General Motors entra nell'USCAP

General Motors ha annunciato che entrerà a far parte dell’associazione USCAP (United States Climate Action Partnership), diventando così il primo...

General Motors ha annunciato che entrerà a far parte dell’associazione USCAP (United States Climate Action Partnership), diventando così il primo costruttore di automobili che sostiene la richiesta di questo gruppo apartitico per un’azione volta ad intervenire sul cambiamento climatico attraverso tecnologie avanzate, basandosi su di un’economia aperta, guidata dal mercato. USCAP è un’associazione, formata da società che rappresentano settori chiave dell’economia e da organizzazioni non-governative, che all’inizio dell’anno ha diffuso una serie di principi e di raccomandazioni per rallentare, arrestare ed invertire, nel più breve tempo possibile, il continuo aumentare delle emissioni di gas effetto serra. Sei sono i concetti fondamentali che guidano l’azione associativa: tenere conto delle dimensioni globali del cambiamento climatico; riconoscere l’importanza della tecnologia; essere efficacemente operativi in campo ambientale; creare opportunità e vantaggi economici; essere imparziali nei confronti di settori il cui impatto è superiore alla media; individuare ed incoraggiare un’azione immediata.

«GM è lieta di essere entrata a far parte di USCAP e di poter così contribuire a dare risposte concrete alle preoccupazioni derivanti dal cambiamento climatico» ha detto Rick Wagoner, presidente ed amministratore delegato di General Motors. «Il segreto, a nostro parere, sta nel differenziare l’offerta di energia, ovvero nella capacità di offrire al pubblico veicoli in grado di funzionare anche con fonti energetiche alternative e sistemi di propulsione che permettono di fare a meno del petrolio e di ridurre le emissioni di gas effetto serra. Abbiamo apprezzato in modo particolare il fatto che USCAP riconosca l’importante ruolo che la tecnologia può giocare al fine di arrivare ad una soluzione economicamente valida».

GM vede, dunque, nella necessità di promuovere la sicurezza delle fonti energetiche e di ridurre le emissioni di gas effetto serra un’esigenza economica oltre che un obbligo sociale. Il gruppo ha una propria politica mondiale integrata per rispondere alla crescente domanda di autoveicoli, ma al tempo stesso diminuirne l’impatto ambientale.

Come costruttore di autoveicoli di ogni genere, il gruppo GM sta perseguendo l’obiettivo di una diversificazione energetica in tutta la sua gamma, offrendo veicoli che possano funzionare con fonti energetiche differenti ed avanzati sistemi di propulsione che possano fare a meno del petrolio e ridurre così le emissioni di gas effetto serra. Al tempo stesso, GM continua a migliorare l’efficienza dei suoi motori a combustione interna e costruisce più veicoli di qualsiasi altro costruttore in grado di percorrere oltre 30 miglia con un gallone su strade extra-urbane. Il gruppo è, inoltre, impegnato a sostituire i tradizionali carburanti derivati dal petrolio con biocarburanti, come per esempio la miscela E85. Al tempo stesso GM sta ampliando ed accelerando in modo significativo lo sviluppo di veicoli elettrici, ibridi, ibridi ad innesto, fuel-cell ed elettrici a maggiore autonomia.

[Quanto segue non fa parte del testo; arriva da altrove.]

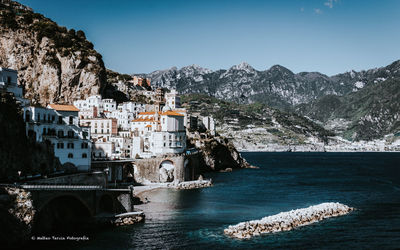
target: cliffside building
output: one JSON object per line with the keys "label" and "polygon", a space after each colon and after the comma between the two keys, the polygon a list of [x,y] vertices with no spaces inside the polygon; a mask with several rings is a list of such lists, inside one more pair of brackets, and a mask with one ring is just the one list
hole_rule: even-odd
{"label": "cliffside building", "polygon": [[23,98],[23,89],[18,85],[18,71],[0,67],[0,90],[13,93],[15,99],[22,106],[29,105],[30,101]]}
{"label": "cliffside building", "polygon": [[49,142],[61,164],[73,164],[89,171],[91,164],[90,129],[79,126],[78,109],[73,105],[49,104],[47,108],[24,107],[28,137]]}
{"label": "cliffside building", "polygon": [[141,87],[150,87],[151,84],[151,79],[150,78],[142,78],[142,77],[137,77],[137,76],[133,76],[133,84],[139,85]]}

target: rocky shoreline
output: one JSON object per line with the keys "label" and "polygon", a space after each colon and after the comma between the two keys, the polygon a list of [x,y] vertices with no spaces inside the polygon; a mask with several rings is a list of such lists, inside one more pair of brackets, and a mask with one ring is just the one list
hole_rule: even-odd
{"label": "rocky shoreline", "polygon": [[224,230],[224,233],[238,239],[249,239],[260,234],[289,231],[326,218],[345,215],[353,210],[354,208],[340,203],[322,203],[307,208],[282,212],[260,220],[241,222],[237,225],[229,226]]}

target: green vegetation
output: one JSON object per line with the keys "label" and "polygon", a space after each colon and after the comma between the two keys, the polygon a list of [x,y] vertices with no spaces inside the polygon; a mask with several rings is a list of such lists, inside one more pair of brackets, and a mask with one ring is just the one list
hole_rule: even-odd
{"label": "green vegetation", "polygon": [[[292,139],[304,143],[297,135],[314,135],[327,142],[334,133],[322,126],[292,112],[284,112],[271,108],[266,104],[237,104],[219,100],[205,94],[189,94],[181,97],[183,106],[192,113],[213,116],[218,124],[229,124],[233,130],[249,127],[263,127],[267,132],[282,139]],[[282,127],[274,128],[275,119]]]}
{"label": "green vegetation", "polygon": [[342,136],[350,140],[373,140],[398,133],[400,79],[369,83],[345,96],[325,96],[298,107],[302,115],[322,122],[342,118],[350,122]]}

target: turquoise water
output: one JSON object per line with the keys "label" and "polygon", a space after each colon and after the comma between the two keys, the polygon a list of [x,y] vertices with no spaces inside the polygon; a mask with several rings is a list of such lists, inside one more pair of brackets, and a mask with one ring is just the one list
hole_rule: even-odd
{"label": "turquoise water", "polygon": [[[243,153],[260,169],[211,173],[214,187],[161,189],[143,224],[101,231],[80,249],[400,247],[400,153]],[[228,225],[322,202],[357,210],[290,232],[238,240]]]}

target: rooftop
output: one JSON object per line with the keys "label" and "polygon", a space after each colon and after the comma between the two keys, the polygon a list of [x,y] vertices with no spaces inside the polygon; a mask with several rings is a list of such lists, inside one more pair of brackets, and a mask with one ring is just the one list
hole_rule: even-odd
{"label": "rooftop", "polygon": [[[165,112],[158,112],[159,115],[168,115],[168,116],[184,116],[180,113],[178,113],[179,111],[165,111]],[[138,115],[154,115],[156,112],[154,111],[150,111],[150,112],[140,112]]]}
{"label": "rooftop", "polygon": [[79,111],[74,105],[49,104],[49,107],[57,111]]}

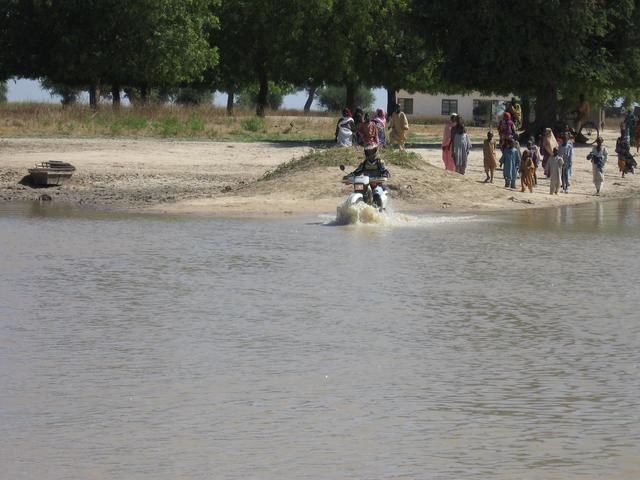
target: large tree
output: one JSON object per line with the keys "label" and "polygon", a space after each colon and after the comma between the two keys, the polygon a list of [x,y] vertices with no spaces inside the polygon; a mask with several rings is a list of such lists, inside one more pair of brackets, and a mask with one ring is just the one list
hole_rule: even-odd
{"label": "large tree", "polygon": [[398,90],[424,92],[441,87],[436,73],[439,56],[412,21],[409,0],[382,2],[377,11],[384,23],[376,28],[380,34],[372,37],[366,56],[370,61],[368,84],[387,90],[387,111],[391,112]]}
{"label": "large tree", "polygon": [[[303,57],[311,64],[310,76],[346,88],[346,106],[356,107],[360,85],[378,85],[371,65],[376,47],[386,36],[389,10],[396,0],[331,2],[330,10],[316,18],[316,28]],[[393,10],[391,8],[391,10]]]}
{"label": "large tree", "polygon": [[387,108],[400,88],[431,88],[437,57],[410,21],[410,0],[330,3],[314,12],[314,28],[302,45],[306,50],[296,56],[306,61],[300,70],[316,85],[344,85],[350,108],[357,106],[360,86],[386,88]]}
{"label": "large tree", "polygon": [[[219,84],[237,92],[258,84],[256,114],[268,106],[269,83],[302,84],[309,76],[303,66],[309,35],[318,19],[326,19],[331,0],[223,0]],[[348,3],[348,2],[347,2]],[[320,48],[320,47],[319,47]]]}
{"label": "large tree", "polygon": [[[0,73],[89,86],[176,85],[215,64],[217,0],[1,0]],[[10,54],[7,54],[6,51]]]}
{"label": "large tree", "polygon": [[414,0],[413,12],[448,85],[533,98],[537,128],[555,124],[561,98],[639,78],[632,0]]}

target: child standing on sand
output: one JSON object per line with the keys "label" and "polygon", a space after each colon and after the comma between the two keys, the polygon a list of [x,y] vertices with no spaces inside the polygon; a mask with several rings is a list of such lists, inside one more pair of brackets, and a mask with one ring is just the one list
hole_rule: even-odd
{"label": "child standing on sand", "polygon": [[520,186],[521,192],[524,192],[525,187],[529,189],[529,192],[533,193],[533,184],[535,182],[533,175],[536,171],[536,167],[533,164],[533,158],[531,158],[531,152],[525,150],[522,152],[522,162],[520,162]]}
{"label": "child standing on sand", "polygon": [[533,184],[538,185],[538,166],[540,165],[540,149],[536,145],[533,137],[529,137],[529,141],[527,142],[527,150],[531,154],[531,160],[533,160]]}
{"label": "child standing on sand", "polygon": [[558,155],[562,157],[562,191],[569,193],[569,179],[573,168],[573,142],[569,134],[562,134],[562,143],[558,147]]}
{"label": "child standing on sand", "polygon": [[484,183],[493,183],[493,172],[496,170],[496,142],[493,140],[493,133],[487,132],[487,139],[482,145],[482,153],[484,154],[484,173],[487,176]]}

General Motors ritiene che questo approccio offra una soluzione più efficace di quella dell’attuale programma CAFE (Corporate Average Fuel Economy), che nel corso di oltre 30 anni ha fallito drasticamente gli obiettivi che si era posto. Da quando il programma CAFE è entrato in atto, infatti, il numero dei veicoli in circolazione e la loro percorrenza sono quasi raddoppiate. In questi circa trent’anni, solo negli Stati Uniti, i consumi di benzina sono aumentati del 60% e le importazioni di greggio di oltre il 100%. Questi aumenti si sono verificati nonostante i costruttori di automobili abbiano ridotto del 60% il consumo dei veicoli commerciali e di quasi il doppio quello delle autovetture - il gruppo GM ha ridotto i consumi della sua gamma più di ogni altro costruttore di autoveicoli.

In una sua dichiarazione rilasciata prima del Congresso dello scorso mese di Marzo, Wagoner ha detto che «è arrivato il momento per una nuova, più ampia e lungimirante politica nazionale che ci permetta di lavorare su ciò che ci permetterà di fare la differenza e ridurre consumi di petrolio ed emissioni di CO2».

Nella stessa occasione, Wagoner ha anche dichiarato che GM è disposta a discutere circa i limiti sul CO2 nell’economia americana nell’ambito di una più ampia politica sul cambiamento climatico. La posizione di GM è coerente con l’impegno di USCAP per una politica economica vasta ed un tessuto legislativo che comprenda un programma obbligatorio flessibile di commercio sicuro.